Also, approximately how much data are you ingesting into the cluster? (X GB/hour or similar).

It seems like you are aware of CPU credits. I wonder if in the past, the workload have been different such that you did not use up all the credits?

Unfortunately I don't have any such data anymore. I'd have to reproduce the case (probably with the same setup, just enabling Stack Monitoring), but I'm reluctant to do that since I'm not sure what the outcome will be and how that would impact the stability of the node.
However, I did check for hot threads and long running tasks back then and there were no obvious problems/culprits there.

I don't know how to measure the amount of data we're ingesting in the cluster since I know of no such API call (can you help me with that) and I also don't want to start the instance monitoring because I'm afraid I'll overload the instance again. I can only give you the general performance and some logs screenshots.
The current setup is that all of our 6 clients are sending logs to our node (4 of them are sending additional and constant logs now, as before, they barely sent any) and the CPU utilization is mostly around 30%, but it keeps spiking over 100% practically every hour (and I don't know what's causing it or how to find that out).

Performance for the last 24 hours:

Logs metrics for the last 7 days:

I'm not sure what happened to the CPU workload, but it wasn't so high (before the upgrade) that we'd need CPU credits for it. Then, after some time after the upgrade to v7.10.0, CPU usage got so high that we used up the CPU credits in a few hours and weren't able to get them back since our CPU usage was constantly too high.

One significant change between 7.6 and 7.10 is the use of G1 garbage collector.

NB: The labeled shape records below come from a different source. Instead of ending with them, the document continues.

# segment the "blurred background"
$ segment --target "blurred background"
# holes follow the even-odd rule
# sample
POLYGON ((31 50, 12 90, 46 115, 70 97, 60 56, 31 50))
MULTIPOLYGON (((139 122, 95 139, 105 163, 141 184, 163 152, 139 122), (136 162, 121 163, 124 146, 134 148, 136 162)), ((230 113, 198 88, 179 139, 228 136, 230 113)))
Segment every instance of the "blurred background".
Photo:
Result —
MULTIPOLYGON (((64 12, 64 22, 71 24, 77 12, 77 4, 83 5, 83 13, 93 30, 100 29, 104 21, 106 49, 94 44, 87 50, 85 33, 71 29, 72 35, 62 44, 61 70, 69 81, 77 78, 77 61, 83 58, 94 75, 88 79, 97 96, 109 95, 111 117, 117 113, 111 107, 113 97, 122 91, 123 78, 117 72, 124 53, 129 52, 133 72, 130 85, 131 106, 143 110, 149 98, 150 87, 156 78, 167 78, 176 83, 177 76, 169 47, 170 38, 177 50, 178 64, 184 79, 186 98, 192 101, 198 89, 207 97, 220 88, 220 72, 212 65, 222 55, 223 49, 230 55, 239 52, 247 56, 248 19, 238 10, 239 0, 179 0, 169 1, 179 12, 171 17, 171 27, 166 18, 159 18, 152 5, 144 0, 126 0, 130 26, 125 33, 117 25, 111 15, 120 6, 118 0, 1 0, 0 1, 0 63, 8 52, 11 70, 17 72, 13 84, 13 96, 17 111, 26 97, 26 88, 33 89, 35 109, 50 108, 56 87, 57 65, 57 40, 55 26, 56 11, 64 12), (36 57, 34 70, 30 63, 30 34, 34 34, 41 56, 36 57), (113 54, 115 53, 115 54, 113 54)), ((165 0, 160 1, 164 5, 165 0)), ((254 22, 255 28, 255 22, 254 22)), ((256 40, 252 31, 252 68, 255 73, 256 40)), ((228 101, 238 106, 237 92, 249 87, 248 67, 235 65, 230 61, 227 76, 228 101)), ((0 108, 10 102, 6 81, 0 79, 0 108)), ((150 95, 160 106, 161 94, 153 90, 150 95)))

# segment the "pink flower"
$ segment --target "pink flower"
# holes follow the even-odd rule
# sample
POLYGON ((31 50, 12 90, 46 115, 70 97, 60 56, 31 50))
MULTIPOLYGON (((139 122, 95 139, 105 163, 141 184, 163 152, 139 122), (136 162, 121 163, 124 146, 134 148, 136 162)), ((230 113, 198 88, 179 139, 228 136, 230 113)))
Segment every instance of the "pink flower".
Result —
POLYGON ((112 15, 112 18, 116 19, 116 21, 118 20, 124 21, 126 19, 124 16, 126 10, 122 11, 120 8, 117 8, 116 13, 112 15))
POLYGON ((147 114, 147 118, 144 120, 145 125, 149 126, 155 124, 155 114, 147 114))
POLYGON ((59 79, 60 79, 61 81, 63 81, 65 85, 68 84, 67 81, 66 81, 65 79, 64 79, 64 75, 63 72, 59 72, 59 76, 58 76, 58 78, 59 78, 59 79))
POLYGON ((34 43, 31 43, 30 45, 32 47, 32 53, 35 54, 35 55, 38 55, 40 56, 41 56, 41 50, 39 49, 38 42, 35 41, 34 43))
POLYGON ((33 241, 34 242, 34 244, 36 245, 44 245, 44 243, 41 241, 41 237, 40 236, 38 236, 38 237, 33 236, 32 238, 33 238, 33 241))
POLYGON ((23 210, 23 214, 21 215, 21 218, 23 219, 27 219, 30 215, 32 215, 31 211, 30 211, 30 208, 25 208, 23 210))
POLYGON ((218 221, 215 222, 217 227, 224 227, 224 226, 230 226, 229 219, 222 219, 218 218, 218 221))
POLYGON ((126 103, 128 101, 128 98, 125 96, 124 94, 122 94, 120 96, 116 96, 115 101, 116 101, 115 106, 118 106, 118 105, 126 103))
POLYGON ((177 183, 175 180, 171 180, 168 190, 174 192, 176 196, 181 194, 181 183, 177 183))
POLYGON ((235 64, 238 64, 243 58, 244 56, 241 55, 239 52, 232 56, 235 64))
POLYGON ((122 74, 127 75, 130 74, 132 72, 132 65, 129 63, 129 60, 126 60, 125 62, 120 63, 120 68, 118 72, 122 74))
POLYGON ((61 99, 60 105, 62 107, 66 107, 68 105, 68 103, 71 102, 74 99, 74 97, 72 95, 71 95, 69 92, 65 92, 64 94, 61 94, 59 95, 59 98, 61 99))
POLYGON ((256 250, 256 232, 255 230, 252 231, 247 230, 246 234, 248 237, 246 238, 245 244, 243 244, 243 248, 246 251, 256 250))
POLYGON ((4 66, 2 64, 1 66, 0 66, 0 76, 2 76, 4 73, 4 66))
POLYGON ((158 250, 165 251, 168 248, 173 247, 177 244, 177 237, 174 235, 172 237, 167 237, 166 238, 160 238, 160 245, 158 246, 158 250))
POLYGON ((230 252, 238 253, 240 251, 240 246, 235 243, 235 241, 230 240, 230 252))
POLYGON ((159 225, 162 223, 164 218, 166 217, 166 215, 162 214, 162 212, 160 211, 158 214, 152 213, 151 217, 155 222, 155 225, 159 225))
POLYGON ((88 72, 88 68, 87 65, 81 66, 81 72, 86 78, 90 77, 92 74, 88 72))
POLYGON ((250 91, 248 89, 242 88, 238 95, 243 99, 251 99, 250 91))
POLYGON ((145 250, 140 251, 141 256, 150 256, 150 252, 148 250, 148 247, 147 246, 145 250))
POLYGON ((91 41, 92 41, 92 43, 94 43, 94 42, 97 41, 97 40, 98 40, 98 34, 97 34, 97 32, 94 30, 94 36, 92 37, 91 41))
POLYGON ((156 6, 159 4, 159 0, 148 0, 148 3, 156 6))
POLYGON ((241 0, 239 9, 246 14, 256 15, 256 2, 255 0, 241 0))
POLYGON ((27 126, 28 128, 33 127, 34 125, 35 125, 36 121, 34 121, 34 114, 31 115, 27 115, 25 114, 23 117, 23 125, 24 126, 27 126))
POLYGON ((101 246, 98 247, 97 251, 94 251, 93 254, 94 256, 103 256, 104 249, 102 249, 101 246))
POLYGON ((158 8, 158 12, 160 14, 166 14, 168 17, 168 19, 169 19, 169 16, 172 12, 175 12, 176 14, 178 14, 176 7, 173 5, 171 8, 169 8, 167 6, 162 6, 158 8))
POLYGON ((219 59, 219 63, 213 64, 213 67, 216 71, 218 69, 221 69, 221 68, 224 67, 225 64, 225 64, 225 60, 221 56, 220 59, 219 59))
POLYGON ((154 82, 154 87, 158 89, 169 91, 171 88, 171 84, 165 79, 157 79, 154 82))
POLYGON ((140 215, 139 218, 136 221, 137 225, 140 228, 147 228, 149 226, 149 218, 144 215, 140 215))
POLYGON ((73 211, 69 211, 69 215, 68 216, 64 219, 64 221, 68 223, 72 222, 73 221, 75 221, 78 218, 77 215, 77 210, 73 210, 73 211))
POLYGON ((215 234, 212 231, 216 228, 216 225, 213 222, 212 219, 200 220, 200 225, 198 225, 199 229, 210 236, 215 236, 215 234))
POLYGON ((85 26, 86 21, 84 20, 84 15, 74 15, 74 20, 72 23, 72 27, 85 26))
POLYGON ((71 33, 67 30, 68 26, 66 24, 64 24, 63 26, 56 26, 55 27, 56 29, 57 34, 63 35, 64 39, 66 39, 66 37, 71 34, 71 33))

We did some yet unreleased improvements, but those are mostly in a 10% range. It could be interesting to see if we can correlate the spikes to GC. The ES log should indicate if a lot of time is spent on GC.

The amount of data indexed can be found in a few ways, one way is to do _stats two times with 1 minute in between, then we can diff the output.

Also, seeing tasks and hot threads from your current usage might reveal something, I should be willing to take a look even if it is not in the overload situation.

I've made the _stats logs as suggested (about a minute apart). I've also included the hot_threads and _tasks in the logs on this link: https://drive.google.com/file/d/1UDrOOy6Bj1IPnserkJNGUiY-A9whHkfZ

As for the GC spikes. I can't quite check that because some of the Performance graphs stopped working after a few days and I have no idea why. I've enabled the ML and advanced Search instances which added at least one more instance to the Performance graphs.


Hm, the graphs are back now (have been for a week) even though I didn't change any configs/loads on the server or client side.

I did some more researching and maybe found the reason for CPU spikes. It seems one of our clients sending a lot of logs in a short time. Took actions to reduce excessive logging and will see if that helps. If that helps, I might also turn Stack Monitoring back on to see how that affects the CPU utilization.

Thanks for that extra info. I did have a look at the files you sent earlier, but they did not show anything interesting since the cluster was doing nearly nothing at the time.

Look forward to hearing if this behaves well without the excessive logging.

Reducing logging from one of our clients improved the situation, but I still saw CPU spikes occurring about every hour (20 minutes past the hour) that didn't really correlate to our clients' activity. The only thing, that could be related to that (that I could find) is a "cron schedule for retaining snapshots" (under Snapshot and Restore -> Policy) which is set to 0 20,50 * * * ? and can't be changed (I'll open a new topic for that).

However in the last few days, we don't have any such CPU spikes or the ones that do happen, seem to correlate to our clients' activity.

I had another weird bug with the performance graphs, where just the "CPU Usage" and the "Number of Requests" graphs were lagging behind for about 6 hours, but the rest were fine.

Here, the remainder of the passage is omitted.